Hidrossanitária

LIGHT PRETENDE INVESTIR ATÉ 30% MAIS DO QUE EM 2010


Empresa fez aportes de R$ 700,6 milhões no ano passado. Expansão da rede e qualidade do serviço, além de combate a perdas, é foco da companhia.

Em 2011, a Light (RJ) pretende investir cerca de 30% mais do que os R$ 700,6 milhões investidos no ano passado.

Segundo o presidente da Light, Jerson Kelman, do total estimado em torno de R$ 900 milhões, pelo menos R$ 700 milhões devem ser aplicados na distribuição, em especial, no programa de redução de perdas de energia, em novas linhas de distribuição e subtransmissão e na qualidade do serviço. O restante deverá ser destinado à geração.

Em entrevista coletiva e em teleconferência para apresentar os resultados da companhia em 2010, Kelman contou que a empresa não pretende participar da disputa de hidrelétricas do leilão de energia nova A-5 – “não está no horizonte da empresa”, disse – mas dependendo do preço teto para a energia eólica, nos leilões de energia nova A-3 e de reserva, previstos para o primeiro semestre deste ano, a Light poderá incluir duas eólicas localizadas no Nordeste.

A Light, hoje, está implantando a pequena central hidrelétrica Paracambi e aguarda o licenciamento da hidrelétrica de Itaocara (195 MW).

No ano passado, a empresa teve lucro de R$ 575,2 milhões, pouco abaixo dos R$ 589 milhões verificados em 2009 – números já ajustados ao IFRS, nova norma contábil, com base em padrões internacionais, destacou João Batista Zolini Carneiro, diretor de Finanças e Relações com Investidores da Light.

A mudança beneficiou a empresa, que deixou de registrar no balanço os passivos regulatórios – em grande parte calcada na energia de Itaipu, que é vendida em dólar.

Ao não considerar ativos e passivos regulatórios, a empresa teve impacto de R$ 268 milhões em seu resultado.

O Ebitda – lucro antes de juros, impostos, depreciações e amortizações – cresceu 34% em comparação com o mesmo período do ano passado.
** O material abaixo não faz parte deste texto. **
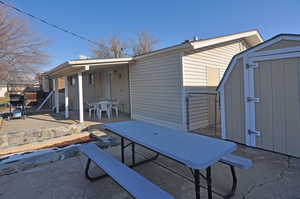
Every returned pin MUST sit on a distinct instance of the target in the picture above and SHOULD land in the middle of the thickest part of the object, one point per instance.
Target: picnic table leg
(133, 153)
(234, 183)
(122, 150)
(197, 183)
(208, 181)
(87, 175)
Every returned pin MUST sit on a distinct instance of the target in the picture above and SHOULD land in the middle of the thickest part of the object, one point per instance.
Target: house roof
(251, 38)
(278, 37)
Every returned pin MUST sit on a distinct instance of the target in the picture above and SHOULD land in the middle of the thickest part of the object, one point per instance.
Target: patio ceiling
(75, 66)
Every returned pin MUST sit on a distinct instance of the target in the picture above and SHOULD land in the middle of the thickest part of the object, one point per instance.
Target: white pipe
(80, 96)
(66, 98)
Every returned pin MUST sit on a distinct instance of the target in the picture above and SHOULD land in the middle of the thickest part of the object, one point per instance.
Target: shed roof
(277, 38)
(251, 37)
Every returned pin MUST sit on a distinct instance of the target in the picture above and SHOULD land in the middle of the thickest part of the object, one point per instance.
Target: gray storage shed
(260, 96)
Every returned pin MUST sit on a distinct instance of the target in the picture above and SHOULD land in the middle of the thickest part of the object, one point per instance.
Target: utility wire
(48, 23)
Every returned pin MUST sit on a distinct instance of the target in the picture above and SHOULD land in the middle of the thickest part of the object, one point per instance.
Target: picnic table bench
(197, 152)
(135, 184)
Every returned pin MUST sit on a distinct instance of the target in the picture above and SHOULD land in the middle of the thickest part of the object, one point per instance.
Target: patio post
(66, 98)
(56, 94)
(80, 96)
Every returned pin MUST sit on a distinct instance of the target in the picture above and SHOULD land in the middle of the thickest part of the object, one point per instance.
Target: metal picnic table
(195, 151)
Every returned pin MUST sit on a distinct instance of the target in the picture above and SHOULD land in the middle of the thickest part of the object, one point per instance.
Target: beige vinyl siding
(281, 44)
(156, 89)
(198, 77)
(234, 104)
(278, 112)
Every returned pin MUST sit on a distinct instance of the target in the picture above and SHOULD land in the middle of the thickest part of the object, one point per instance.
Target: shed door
(277, 115)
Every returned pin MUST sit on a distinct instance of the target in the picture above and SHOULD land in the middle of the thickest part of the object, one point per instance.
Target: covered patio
(91, 81)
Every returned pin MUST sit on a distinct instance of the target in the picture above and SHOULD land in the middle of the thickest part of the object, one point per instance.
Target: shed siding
(278, 112)
(235, 104)
(156, 89)
(199, 78)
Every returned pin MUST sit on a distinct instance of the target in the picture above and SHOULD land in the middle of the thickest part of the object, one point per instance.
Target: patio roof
(251, 38)
(80, 65)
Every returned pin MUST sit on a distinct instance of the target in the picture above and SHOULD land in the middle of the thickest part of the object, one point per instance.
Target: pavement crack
(284, 170)
(279, 177)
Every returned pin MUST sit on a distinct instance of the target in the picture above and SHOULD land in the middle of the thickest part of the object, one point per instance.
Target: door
(277, 114)
(107, 78)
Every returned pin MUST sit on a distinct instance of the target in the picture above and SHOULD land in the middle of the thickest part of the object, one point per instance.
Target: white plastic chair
(92, 108)
(104, 107)
(115, 106)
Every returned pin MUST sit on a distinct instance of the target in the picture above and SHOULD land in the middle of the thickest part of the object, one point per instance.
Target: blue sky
(170, 21)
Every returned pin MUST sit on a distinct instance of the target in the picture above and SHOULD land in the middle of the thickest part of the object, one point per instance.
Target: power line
(48, 23)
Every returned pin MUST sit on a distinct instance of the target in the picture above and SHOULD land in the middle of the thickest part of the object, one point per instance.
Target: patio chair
(115, 106)
(92, 108)
(104, 107)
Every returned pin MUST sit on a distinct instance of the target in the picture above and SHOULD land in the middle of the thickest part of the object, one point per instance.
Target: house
(153, 87)
(3, 88)
(260, 94)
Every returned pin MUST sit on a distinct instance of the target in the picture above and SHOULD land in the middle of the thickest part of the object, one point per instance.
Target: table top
(193, 150)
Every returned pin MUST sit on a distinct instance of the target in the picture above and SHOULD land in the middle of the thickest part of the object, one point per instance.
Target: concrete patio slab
(272, 176)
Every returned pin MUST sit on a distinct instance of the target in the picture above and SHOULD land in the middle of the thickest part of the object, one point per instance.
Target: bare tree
(20, 50)
(114, 48)
(145, 43)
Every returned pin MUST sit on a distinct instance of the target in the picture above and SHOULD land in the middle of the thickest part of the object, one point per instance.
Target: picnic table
(196, 152)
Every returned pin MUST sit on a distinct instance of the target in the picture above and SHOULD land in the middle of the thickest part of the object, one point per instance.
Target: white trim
(158, 122)
(223, 115)
(276, 51)
(66, 97)
(56, 95)
(246, 53)
(130, 88)
(251, 106)
(272, 57)
(294, 38)
(183, 93)
(227, 38)
(80, 97)
(247, 105)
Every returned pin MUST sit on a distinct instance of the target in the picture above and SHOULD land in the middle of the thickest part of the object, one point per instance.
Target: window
(91, 79)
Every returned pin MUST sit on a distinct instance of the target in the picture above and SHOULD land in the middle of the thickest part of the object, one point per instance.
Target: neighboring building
(17, 82)
(260, 96)
(3, 88)
(46, 82)
(154, 87)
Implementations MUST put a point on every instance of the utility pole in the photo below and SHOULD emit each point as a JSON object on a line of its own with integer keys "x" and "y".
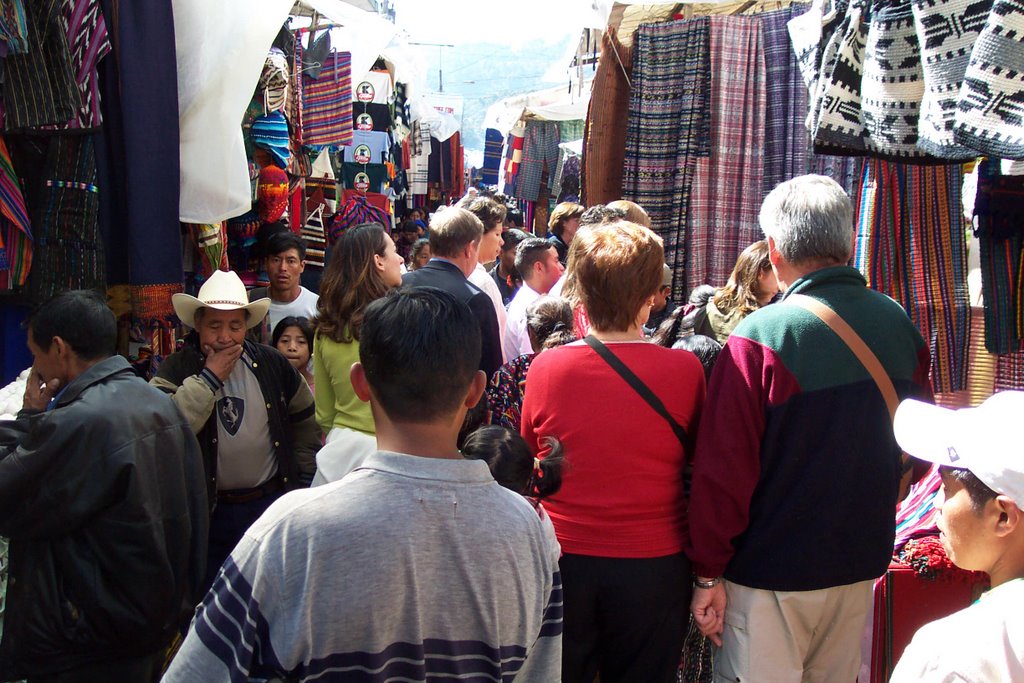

A razão principal, segundo o diretor de RI, foi o crescimento de mercado verificado pela Light, de 4,2%, o que corresponde a um consumo de 22.384 GWh, contra 21.492 GWh em 2009.

Analisando por classes, a residencial teve aumento de 4,6%; a comercial, 4,2%; a industrial, 5% e outros segmentos (que inclui, por exemplo, instalações do poder público), 2,2%.

Zolini destacou ainda que apesar da existência de clientes livres e de migrações na área da concessão da Light, a condição de consumidor livre não reflete na receita da companhia, já que eles pagam pelo uso do fio.

Custos – A Light verificou ainda aumento de despesas em 2010.

O motivo, segundo Zolini e Kelman foram as ações da empresa no início do ano, por conta do verão 2009/2010, quando a empresa teve diversos problemas técnicos e operacionais que resultaram em apagões em diversos pontos da área de concessão, em especial na Zona Sul do Rio.

Segundo Kelman, a empresa gastou R$ 10 milhões com uso de geradores a diesel, R$ 7 milhões com o reforço da equipe de call center, e contratação de equipes próprias para atuar em redes subterrâneas – onde se localizaram boa parte dos problemas da companhia. Além disso, contou Zolini, um Programa de Demissão Voluntária que teve a adesão de 150 profissionais demandou outros R$ 23 milhões.

Para melhorar as receitas, salientou Kelman, a empresa pretende apostar no combate à inadimplência. A medida começou a ser aplicada em hospitais públicos, a partir de acordos com a Prefeitura do Rio de Janeiro e do governo estadual. Como não se pode cortar hospitais, por ser considerado um serviço essencial, a Light passou a entregar aos hospitais inadimplentes um gerador a diesel e combustível com duração de uma semana – com um aviso de que após o fim do estoque, a compra de mais combustível seria de responsabilidade do próprio hospital.

Com isso, a distribuidora conseguiu renegociar dívidas, colocando R$ 4 milhões a mais no caixa da companhia. Por sinal, ações com o poder público têm resultado em altas taxas de arrecadação. Em 2010, a arrecadação total da Light ficou em 97,9% – mas no poder público o percentual ficou em 107,1%.

No caso de clientes de baixa tensão, a empresa criou canal de negociação em que propõe ao cliente o pagamento de faturas em aberto em até 24 meses, em condições especiais, sem juros e multa. Faturas em aberto acima de 24 meses são perdoadas pela Light.

E para os clientes que se mantém inadimplentes, segundo Kelman, a estratégia está na negativização do consumidor. A expectativa, segundo ele, é de realizar 1,6 milhão de negativizações – dez vezes mais inclusões em cadastro de proteção ao crédito do que o verificado em 2009.